Groovy offers a more efficient choice to string concatenation. This option is substituting string using GStrings. A GString is created by using double quotes instead of single quotes.

// Double quoted string with substitution expressions creates a GString

def confirmation = "You have ${receivedMessages - readMessages} unread message(s)"

println(confirmation) //final String created here

GStrings offer two potential performance benefits as compared to standard String concatenation.

A GString stores the component parts of the String and defers String creation until the String is actually needed.
A GString doesn't evaluate component expressions - ${…} until the String is created. Expressions aren't limited to simple arithmetic as in the example above; you can include blocks of Groovy code (you must ensure that the final statement returns the value that you want to include in the String).

Looking back at the first example of String concatenation, the expression receivedMessages – readMessages is evaluated and the final String is created when the variable confirmation is set. In the second example using a GString, both expression evaluation and final String creation are deferred until the println statement is executed. If you're defining a literal String with no substitution expressions, it's slightly more efficient to use single-quotes.

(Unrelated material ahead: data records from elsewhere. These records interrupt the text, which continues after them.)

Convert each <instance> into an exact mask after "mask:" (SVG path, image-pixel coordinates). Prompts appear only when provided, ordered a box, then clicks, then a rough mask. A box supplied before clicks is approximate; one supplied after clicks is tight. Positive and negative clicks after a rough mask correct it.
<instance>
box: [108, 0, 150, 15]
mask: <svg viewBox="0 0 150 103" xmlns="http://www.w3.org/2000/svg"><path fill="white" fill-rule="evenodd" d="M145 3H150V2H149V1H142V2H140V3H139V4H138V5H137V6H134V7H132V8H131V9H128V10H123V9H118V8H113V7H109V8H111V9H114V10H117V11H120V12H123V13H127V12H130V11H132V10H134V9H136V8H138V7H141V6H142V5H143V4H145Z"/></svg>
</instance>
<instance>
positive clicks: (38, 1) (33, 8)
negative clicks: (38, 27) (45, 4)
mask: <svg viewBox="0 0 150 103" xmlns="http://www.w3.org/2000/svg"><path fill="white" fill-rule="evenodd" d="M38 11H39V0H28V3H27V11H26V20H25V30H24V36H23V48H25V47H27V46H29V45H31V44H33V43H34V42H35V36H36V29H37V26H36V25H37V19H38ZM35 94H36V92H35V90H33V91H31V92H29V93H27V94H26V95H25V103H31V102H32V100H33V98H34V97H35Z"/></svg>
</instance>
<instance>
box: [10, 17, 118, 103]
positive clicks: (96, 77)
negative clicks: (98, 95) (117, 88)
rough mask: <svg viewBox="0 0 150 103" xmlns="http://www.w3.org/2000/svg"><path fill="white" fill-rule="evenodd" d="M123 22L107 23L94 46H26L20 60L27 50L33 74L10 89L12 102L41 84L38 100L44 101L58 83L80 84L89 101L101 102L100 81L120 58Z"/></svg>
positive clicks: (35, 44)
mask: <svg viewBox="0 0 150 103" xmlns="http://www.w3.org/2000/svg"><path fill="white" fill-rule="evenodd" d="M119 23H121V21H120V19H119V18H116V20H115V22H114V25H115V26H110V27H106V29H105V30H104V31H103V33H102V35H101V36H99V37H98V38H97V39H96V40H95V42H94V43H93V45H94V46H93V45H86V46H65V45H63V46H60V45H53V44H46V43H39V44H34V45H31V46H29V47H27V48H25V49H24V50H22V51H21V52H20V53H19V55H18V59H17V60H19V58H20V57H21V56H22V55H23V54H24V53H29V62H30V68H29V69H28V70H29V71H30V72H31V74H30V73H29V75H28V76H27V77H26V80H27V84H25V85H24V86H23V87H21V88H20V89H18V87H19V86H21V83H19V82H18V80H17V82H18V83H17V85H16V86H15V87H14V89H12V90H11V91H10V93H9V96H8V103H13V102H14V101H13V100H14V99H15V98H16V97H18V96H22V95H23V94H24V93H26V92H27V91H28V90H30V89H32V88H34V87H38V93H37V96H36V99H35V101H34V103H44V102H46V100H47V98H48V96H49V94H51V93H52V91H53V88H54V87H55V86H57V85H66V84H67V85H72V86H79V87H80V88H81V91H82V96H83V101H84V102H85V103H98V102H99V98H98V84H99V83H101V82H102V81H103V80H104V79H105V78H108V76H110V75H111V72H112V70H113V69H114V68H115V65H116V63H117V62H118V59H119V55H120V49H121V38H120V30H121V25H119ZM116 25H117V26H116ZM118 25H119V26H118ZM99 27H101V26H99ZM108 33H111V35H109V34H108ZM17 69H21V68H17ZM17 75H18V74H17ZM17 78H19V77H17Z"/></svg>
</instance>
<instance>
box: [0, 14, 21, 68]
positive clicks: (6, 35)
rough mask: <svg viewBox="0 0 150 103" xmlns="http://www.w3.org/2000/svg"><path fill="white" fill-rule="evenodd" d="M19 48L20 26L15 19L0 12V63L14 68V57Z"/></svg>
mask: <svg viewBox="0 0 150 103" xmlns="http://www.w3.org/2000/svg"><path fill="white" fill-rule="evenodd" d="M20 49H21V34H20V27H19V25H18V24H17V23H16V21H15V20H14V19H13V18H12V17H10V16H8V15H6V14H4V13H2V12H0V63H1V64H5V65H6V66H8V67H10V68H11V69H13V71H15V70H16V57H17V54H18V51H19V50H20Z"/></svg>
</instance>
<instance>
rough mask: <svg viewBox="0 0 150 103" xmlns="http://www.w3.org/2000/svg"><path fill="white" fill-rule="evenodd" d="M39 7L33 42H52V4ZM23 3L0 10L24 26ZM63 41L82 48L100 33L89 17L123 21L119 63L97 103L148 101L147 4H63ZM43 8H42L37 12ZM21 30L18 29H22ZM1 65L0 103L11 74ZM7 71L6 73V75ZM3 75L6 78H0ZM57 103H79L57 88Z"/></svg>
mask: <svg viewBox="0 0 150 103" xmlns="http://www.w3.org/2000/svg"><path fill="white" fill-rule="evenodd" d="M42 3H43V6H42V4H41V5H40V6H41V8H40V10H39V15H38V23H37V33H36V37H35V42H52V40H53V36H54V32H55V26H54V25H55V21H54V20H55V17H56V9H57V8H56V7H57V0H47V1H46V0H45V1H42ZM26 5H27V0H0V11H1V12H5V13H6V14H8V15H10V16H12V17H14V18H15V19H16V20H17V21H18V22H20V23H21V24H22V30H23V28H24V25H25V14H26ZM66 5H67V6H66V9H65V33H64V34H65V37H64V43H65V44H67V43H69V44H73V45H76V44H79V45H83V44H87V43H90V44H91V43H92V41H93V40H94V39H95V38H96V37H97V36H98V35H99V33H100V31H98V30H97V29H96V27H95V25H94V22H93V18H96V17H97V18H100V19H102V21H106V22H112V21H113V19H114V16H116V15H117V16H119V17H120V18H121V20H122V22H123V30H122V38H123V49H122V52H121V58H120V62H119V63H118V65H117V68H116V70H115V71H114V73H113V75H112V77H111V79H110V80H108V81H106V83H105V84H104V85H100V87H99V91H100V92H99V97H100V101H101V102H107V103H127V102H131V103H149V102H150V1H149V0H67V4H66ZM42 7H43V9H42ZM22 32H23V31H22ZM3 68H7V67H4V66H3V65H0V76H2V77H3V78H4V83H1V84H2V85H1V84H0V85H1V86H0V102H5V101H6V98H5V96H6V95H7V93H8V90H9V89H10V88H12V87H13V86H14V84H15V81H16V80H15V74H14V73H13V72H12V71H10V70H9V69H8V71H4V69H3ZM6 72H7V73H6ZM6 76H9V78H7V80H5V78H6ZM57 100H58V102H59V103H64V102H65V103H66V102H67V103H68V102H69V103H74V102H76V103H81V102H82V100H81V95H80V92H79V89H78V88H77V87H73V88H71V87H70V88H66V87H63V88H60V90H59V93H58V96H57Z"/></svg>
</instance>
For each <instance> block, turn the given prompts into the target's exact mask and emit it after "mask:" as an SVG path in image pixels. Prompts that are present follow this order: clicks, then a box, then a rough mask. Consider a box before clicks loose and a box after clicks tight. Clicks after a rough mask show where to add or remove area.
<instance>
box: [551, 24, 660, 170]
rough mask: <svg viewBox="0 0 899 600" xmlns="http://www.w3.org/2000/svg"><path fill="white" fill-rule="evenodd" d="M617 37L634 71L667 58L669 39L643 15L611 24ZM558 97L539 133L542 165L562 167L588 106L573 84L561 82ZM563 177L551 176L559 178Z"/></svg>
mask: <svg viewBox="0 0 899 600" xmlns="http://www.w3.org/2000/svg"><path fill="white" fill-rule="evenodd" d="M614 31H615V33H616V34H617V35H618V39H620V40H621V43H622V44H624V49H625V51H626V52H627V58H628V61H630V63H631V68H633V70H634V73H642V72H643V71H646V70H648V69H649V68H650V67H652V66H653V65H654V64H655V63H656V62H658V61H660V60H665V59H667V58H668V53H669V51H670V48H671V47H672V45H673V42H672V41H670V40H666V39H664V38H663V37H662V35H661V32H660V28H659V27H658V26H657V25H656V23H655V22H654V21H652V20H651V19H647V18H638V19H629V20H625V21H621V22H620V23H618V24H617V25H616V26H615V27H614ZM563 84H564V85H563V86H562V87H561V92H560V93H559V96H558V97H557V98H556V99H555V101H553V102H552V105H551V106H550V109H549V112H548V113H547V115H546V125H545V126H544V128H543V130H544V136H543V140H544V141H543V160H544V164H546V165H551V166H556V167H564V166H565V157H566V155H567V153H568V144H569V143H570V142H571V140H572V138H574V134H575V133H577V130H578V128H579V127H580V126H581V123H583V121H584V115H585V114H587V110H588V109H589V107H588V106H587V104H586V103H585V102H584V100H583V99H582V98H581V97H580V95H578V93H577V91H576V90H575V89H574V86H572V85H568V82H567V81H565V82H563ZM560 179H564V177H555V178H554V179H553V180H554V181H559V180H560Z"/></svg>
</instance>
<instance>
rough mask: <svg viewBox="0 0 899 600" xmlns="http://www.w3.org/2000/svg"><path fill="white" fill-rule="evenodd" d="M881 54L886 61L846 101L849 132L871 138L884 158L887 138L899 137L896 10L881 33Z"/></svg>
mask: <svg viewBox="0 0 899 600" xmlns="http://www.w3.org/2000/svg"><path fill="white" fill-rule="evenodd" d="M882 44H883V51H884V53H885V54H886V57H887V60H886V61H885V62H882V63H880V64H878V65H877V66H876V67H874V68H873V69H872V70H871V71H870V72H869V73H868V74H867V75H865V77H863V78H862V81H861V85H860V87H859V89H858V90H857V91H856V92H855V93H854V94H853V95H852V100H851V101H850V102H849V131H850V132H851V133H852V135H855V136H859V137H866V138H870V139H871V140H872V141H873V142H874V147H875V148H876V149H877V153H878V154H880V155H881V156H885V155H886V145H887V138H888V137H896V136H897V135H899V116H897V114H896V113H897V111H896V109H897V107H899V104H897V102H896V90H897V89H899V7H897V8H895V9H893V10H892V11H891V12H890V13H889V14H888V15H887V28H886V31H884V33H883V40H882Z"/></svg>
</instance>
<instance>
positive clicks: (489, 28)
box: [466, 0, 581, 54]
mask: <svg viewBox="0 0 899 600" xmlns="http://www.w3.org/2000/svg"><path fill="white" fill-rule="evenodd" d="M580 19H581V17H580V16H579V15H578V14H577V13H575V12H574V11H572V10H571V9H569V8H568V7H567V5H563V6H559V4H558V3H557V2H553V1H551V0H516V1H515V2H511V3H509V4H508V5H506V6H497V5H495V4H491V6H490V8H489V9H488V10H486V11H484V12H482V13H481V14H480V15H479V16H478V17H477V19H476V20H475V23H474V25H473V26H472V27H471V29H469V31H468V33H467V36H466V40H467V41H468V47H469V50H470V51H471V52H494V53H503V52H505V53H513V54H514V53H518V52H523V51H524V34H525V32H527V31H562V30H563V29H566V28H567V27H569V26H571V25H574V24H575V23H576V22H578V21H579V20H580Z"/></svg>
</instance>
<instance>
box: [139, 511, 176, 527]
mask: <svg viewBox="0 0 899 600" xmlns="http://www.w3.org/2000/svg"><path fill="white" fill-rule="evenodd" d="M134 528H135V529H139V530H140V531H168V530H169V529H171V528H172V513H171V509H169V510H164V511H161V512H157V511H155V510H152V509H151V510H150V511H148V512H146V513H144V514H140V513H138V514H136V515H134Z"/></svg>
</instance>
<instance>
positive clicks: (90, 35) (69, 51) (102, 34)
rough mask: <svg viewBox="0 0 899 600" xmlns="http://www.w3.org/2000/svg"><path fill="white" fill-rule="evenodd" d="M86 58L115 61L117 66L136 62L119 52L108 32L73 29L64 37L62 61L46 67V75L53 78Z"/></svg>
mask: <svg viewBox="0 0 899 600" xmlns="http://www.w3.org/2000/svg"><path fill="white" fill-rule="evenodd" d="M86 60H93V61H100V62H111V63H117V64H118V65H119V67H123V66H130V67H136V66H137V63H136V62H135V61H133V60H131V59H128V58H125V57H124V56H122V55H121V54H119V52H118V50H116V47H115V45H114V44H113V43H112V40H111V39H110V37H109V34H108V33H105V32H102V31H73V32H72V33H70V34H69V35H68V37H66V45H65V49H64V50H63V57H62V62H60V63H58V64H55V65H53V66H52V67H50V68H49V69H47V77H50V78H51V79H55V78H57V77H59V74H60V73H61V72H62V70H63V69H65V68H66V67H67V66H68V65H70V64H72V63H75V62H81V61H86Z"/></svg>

Use GStrings and single quotes as appropriate when writing new code – it's very difficult to identify up front how much benefit (if any) a particular implementation will derive from string optimization. But there's no added cost for implementing optimized Strings so the best practice is to hedge your bets and implement optimized Strings from the start.

Move cautiously and temper your expectations if considering a retrofit of existing code. Every code change carries some level of risk. String optimization alone might not produce significant (or even measurable) performance improvement in many cases. If your configurations suffer from poor performance, you should focus first and foremost on the other best practices discussed in this document.